Enviada em 25/08/2017
A tecnologia é uma das maiores responsáveis, se não a maior, pela sedentarização da sociedade, tendo em vista que passa por constantes melhorias, e isso atrai ainda mais o público global. Porém, o uso indiscriminado da mesma está colocando em risco a saúde dos usuários, o Brasil passa a fazer parte dos países com usuários talvez denominados “viciados”, que na maioria dos casos, deixam de lado as atividades físicas, e então os índices de obesidade começam a crescer na população adulta e infantil, uma vez que pais são exemplos para os filhos, e se em casa não há nenhuma motivação, na rua será difícil encontrá-la.
Segundo dados do IBOPE, os brasileiros passam 25% do seu tempo, aproximadamente, de frente da televisão, que por sinal, é prejudicial à saúde dos indivíduos, tendo em vista que a atual sociedade economicamente ativa prioriza muito o trabalho, logo, o tempo disponível para o lazer é reduzido, e sem ele, fica inviável a prática de exercícios físicos, então, as pessoas passam a fazer parte de um ciclo vicioso, de trabalho, tecnologia e mídia.
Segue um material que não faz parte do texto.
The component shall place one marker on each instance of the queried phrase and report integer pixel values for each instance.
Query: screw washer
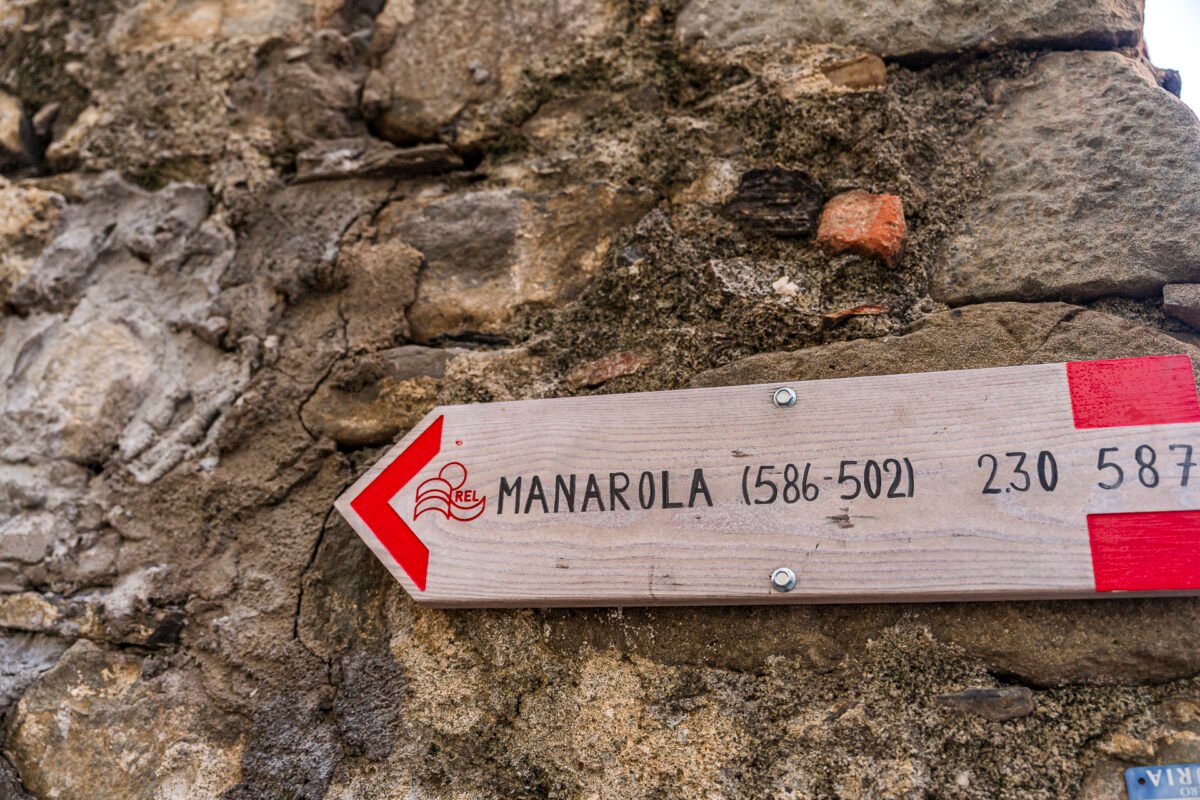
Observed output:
(784, 397)
(783, 579)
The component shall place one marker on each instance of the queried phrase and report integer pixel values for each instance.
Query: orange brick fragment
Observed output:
(864, 223)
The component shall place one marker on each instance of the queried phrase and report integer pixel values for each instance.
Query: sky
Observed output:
(1173, 37)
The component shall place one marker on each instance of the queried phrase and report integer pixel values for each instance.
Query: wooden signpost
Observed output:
(1061, 480)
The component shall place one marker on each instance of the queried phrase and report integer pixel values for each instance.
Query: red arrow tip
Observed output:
(373, 507)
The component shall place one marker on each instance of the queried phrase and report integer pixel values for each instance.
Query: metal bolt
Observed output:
(784, 397)
(783, 579)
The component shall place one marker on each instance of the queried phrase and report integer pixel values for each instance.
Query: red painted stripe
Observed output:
(1151, 551)
(1155, 390)
(372, 504)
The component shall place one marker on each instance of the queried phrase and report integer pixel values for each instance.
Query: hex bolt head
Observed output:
(783, 579)
(784, 397)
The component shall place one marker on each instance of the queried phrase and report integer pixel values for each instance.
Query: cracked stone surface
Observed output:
(921, 28)
(1098, 212)
(251, 244)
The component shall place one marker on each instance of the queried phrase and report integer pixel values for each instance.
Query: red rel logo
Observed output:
(445, 495)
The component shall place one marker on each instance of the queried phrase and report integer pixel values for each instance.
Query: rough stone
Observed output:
(778, 202)
(1182, 301)
(29, 220)
(921, 28)
(12, 145)
(1086, 190)
(381, 288)
(100, 365)
(995, 704)
(23, 659)
(97, 705)
(867, 71)
(436, 61)
(370, 400)
(233, 637)
(605, 368)
(864, 223)
(490, 253)
(363, 157)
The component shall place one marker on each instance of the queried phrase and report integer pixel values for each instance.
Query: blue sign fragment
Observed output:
(1165, 782)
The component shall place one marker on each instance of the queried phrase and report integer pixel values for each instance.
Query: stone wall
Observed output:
(245, 245)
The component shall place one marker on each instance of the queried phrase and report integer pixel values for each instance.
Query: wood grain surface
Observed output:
(949, 540)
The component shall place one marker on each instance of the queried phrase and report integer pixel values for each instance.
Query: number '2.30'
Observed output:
(1018, 464)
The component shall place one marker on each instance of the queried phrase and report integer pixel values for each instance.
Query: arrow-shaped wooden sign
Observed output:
(1063, 480)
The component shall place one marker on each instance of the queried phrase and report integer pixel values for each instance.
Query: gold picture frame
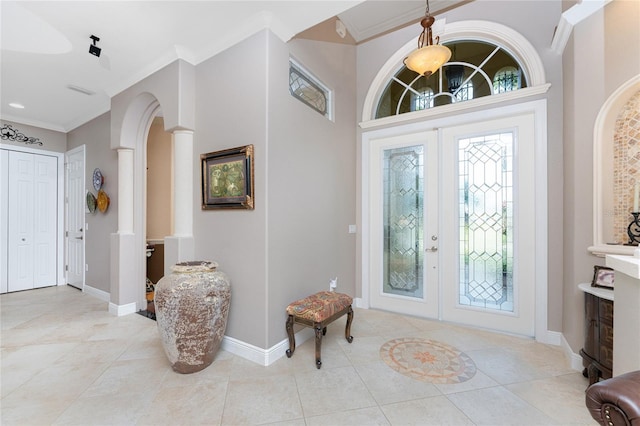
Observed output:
(227, 179)
(603, 277)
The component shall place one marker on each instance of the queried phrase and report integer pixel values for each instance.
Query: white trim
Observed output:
(99, 294)
(574, 359)
(82, 148)
(539, 109)
(603, 132)
(261, 356)
(569, 18)
(492, 32)
(121, 310)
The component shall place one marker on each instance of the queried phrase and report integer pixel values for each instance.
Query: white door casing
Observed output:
(530, 194)
(32, 221)
(75, 223)
(518, 319)
(425, 302)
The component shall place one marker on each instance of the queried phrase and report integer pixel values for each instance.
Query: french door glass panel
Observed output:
(485, 173)
(403, 188)
(492, 273)
(403, 209)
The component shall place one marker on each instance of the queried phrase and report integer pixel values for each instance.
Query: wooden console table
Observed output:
(597, 353)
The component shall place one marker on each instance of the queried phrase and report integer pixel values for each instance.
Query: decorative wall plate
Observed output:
(91, 202)
(103, 201)
(97, 179)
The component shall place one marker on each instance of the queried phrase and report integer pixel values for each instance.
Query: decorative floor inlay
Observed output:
(428, 360)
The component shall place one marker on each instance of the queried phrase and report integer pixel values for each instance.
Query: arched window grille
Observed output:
(506, 79)
(465, 78)
(422, 100)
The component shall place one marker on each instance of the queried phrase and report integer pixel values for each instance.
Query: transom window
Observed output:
(308, 89)
(476, 69)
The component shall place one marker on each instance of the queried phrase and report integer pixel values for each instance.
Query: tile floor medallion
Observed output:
(428, 360)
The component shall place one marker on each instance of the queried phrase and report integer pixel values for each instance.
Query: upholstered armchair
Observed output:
(615, 401)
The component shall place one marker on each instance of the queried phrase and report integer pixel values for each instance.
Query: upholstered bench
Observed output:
(317, 311)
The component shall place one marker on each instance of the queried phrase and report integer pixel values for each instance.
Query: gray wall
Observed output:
(296, 238)
(602, 54)
(535, 20)
(51, 140)
(231, 103)
(95, 135)
(311, 174)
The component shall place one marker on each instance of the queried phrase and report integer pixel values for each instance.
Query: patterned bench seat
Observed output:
(317, 311)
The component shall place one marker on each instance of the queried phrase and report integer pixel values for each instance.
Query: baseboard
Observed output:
(263, 356)
(574, 359)
(97, 293)
(550, 338)
(121, 310)
(358, 302)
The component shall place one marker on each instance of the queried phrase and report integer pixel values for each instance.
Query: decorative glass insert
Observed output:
(403, 194)
(467, 77)
(486, 221)
(422, 100)
(506, 80)
(308, 89)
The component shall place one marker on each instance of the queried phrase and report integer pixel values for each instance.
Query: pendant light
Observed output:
(428, 57)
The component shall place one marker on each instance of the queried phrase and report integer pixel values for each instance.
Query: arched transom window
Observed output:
(476, 69)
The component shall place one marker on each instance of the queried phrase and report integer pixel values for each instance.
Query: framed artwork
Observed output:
(602, 277)
(227, 179)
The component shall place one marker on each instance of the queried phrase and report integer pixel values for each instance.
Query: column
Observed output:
(179, 246)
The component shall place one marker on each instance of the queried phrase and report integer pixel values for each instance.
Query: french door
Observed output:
(451, 223)
(404, 223)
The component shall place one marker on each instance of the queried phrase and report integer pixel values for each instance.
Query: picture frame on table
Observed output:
(603, 277)
(228, 179)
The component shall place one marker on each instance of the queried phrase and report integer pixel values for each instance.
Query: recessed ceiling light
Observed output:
(80, 89)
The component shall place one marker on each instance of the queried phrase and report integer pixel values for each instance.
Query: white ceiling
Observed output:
(45, 44)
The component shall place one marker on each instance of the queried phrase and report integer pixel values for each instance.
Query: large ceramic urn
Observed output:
(192, 306)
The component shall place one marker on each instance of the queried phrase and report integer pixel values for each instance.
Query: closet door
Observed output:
(21, 209)
(32, 218)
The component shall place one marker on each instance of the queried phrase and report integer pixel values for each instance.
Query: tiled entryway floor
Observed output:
(65, 360)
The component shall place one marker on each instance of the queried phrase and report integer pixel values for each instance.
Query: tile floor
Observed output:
(66, 361)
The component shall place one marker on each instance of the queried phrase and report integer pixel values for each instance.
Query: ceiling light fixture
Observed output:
(428, 57)
(93, 49)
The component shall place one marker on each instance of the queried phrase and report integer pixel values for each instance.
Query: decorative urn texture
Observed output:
(192, 306)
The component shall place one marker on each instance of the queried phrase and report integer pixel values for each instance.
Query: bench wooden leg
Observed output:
(347, 330)
(318, 328)
(292, 337)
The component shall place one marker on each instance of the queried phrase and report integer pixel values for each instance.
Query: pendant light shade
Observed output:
(428, 57)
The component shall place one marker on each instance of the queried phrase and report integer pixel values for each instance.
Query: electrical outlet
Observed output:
(333, 284)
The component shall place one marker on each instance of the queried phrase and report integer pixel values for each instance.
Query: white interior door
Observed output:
(21, 209)
(404, 223)
(45, 214)
(4, 218)
(488, 267)
(31, 221)
(75, 224)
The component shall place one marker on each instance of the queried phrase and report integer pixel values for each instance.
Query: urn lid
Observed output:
(195, 266)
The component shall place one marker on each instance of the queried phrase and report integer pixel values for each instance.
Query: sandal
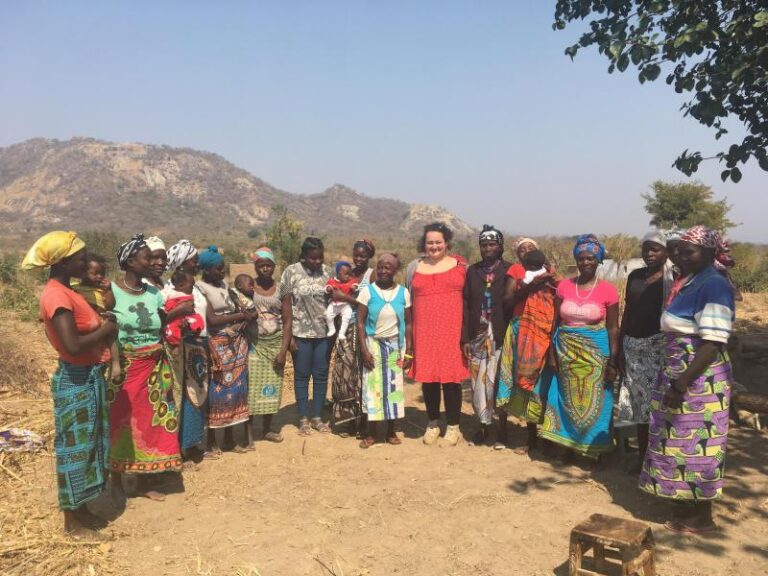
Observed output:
(319, 425)
(273, 437)
(367, 442)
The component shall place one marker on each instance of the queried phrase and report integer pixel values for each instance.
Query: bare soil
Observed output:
(322, 506)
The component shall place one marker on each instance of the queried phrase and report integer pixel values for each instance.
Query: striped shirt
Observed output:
(704, 307)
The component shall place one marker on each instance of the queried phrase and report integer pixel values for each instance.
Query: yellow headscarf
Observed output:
(52, 248)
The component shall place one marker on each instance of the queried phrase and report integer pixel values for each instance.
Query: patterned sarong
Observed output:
(642, 360)
(82, 433)
(228, 390)
(686, 446)
(383, 395)
(346, 380)
(482, 373)
(580, 403)
(143, 414)
(265, 384)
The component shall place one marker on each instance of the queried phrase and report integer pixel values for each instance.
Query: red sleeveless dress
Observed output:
(437, 312)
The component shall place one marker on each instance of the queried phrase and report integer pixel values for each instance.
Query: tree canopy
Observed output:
(715, 49)
(685, 204)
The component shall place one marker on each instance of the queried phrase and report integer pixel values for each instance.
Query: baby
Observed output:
(534, 263)
(242, 294)
(97, 291)
(344, 282)
(183, 283)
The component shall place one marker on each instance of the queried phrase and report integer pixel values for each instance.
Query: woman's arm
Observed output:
(74, 343)
(612, 325)
(408, 358)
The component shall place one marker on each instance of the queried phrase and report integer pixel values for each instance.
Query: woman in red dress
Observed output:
(436, 282)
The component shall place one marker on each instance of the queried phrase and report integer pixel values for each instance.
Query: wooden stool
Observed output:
(629, 541)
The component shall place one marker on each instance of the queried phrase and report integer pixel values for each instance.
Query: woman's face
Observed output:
(192, 265)
(435, 245)
(313, 259)
(523, 249)
(490, 250)
(157, 261)
(360, 257)
(693, 258)
(264, 268)
(214, 274)
(586, 262)
(139, 263)
(654, 254)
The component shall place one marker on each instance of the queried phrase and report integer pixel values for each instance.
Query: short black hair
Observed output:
(534, 258)
(311, 243)
(435, 227)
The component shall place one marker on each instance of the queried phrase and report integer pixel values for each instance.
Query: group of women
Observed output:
(541, 348)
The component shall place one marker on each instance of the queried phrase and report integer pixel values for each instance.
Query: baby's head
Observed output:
(534, 260)
(343, 270)
(183, 281)
(95, 270)
(244, 284)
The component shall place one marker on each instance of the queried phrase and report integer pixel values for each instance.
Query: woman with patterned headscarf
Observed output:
(143, 410)
(346, 380)
(640, 336)
(484, 324)
(580, 402)
(689, 404)
(228, 347)
(79, 337)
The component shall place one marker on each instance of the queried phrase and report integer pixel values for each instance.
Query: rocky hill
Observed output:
(87, 184)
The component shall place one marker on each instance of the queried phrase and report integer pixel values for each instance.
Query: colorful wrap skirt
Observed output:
(82, 433)
(686, 446)
(143, 414)
(579, 411)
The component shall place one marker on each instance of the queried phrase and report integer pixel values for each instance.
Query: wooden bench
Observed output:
(627, 541)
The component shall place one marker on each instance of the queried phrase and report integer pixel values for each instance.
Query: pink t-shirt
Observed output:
(587, 306)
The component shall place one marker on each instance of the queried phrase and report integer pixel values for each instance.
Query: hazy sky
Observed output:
(471, 105)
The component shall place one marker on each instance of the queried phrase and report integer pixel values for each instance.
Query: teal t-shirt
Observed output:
(138, 319)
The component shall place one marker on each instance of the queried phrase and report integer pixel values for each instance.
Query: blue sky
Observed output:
(469, 105)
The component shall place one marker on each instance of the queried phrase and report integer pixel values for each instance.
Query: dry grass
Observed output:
(32, 541)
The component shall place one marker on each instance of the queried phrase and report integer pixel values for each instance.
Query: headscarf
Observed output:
(655, 236)
(525, 240)
(367, 244)
(52, 249)
(491, 234)
(341, 263)
(180, 253)
(154, 243)
(130, 249)
(210, 257)
(702, 236)
(589, 243)
(263, 253)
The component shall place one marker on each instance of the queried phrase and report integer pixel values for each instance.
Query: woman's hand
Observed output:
(367, 359)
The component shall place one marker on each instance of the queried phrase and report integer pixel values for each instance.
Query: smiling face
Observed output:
(139, 263)
(313, 259)
(694, 258)
(157, 261)
(490, 250)
(264, 268)
(586, 262)
(435, 245)
(654, 254)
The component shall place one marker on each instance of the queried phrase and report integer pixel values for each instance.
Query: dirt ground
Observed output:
(322, 506)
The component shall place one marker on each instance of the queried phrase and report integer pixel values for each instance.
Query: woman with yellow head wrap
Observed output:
(79, 392)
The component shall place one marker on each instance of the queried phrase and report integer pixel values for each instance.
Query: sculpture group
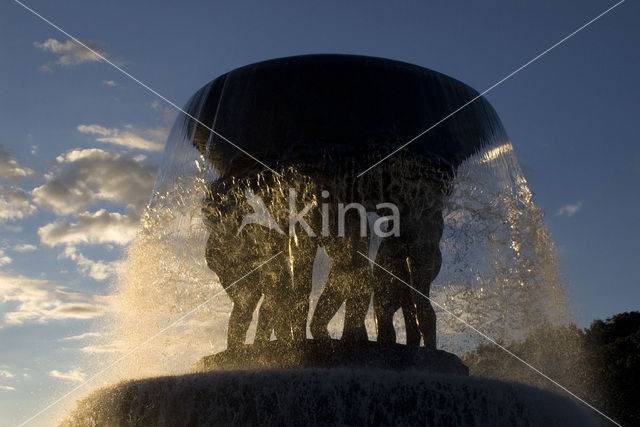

Nota-se, evidentemente, que o indivíduo se torna refém de seus aparelhos e suas funcionalidades, sendo quase impossível, em muitos casos, resolver problemas sem utilizá-los, deixando uma questão em aberto: em pleno século XXI, quais as consequências do uso da tecnologia em massa, e do trabalho exaustivo em uma sociedade sedentária rodeada por “fast-food’s”?
Por consequência, o número de casos de diabéticos cresce de maneira exacerbada. De acordo com a Organização Mundial da Saúde, estima-se que 16 milhões de brasileiros sofram com diabetes; e essa doença mata mais de 72 mil pessoas anualmente, o que significa um alerta para as pessoas repensarem
os seus hábitos vida. Logo, a má alimentação conduz a uma obesidade, até de forma precoce, como nas crianças, o que, por consequência, favorece o surgimento do diabete, que é o aumento da taxa de glicose no corpo, devido ao hormônio insulina não ser produzido em larga escala para possibilitar que as moléculas de glicose presentes no sangue entrem nas células, para servir como reserva energética.
Nesse sentido, visando combater o aumento do sedentarismo, as mídias sociais podem desenvolver aplicativos que incentivem atividades físicas e forneça bônus ao usuário, no sentido de cumprir metas, não sendo mais as vilãs que ocupam o tempo das pessoas. A mídia pode usar do seu poder de influência para incentivar exercícios, sempre acompanhados por profissionais, o consumo de alimentos saudáveis e seus benefícios, mas também é necessário que ocorra o equilíbrio para com as propagandas dos famosos “fast-food’s”, de modo que a sociedade saia dessa zona de conforto consumista e caminhe rumo a geração saúde, longe de doenças.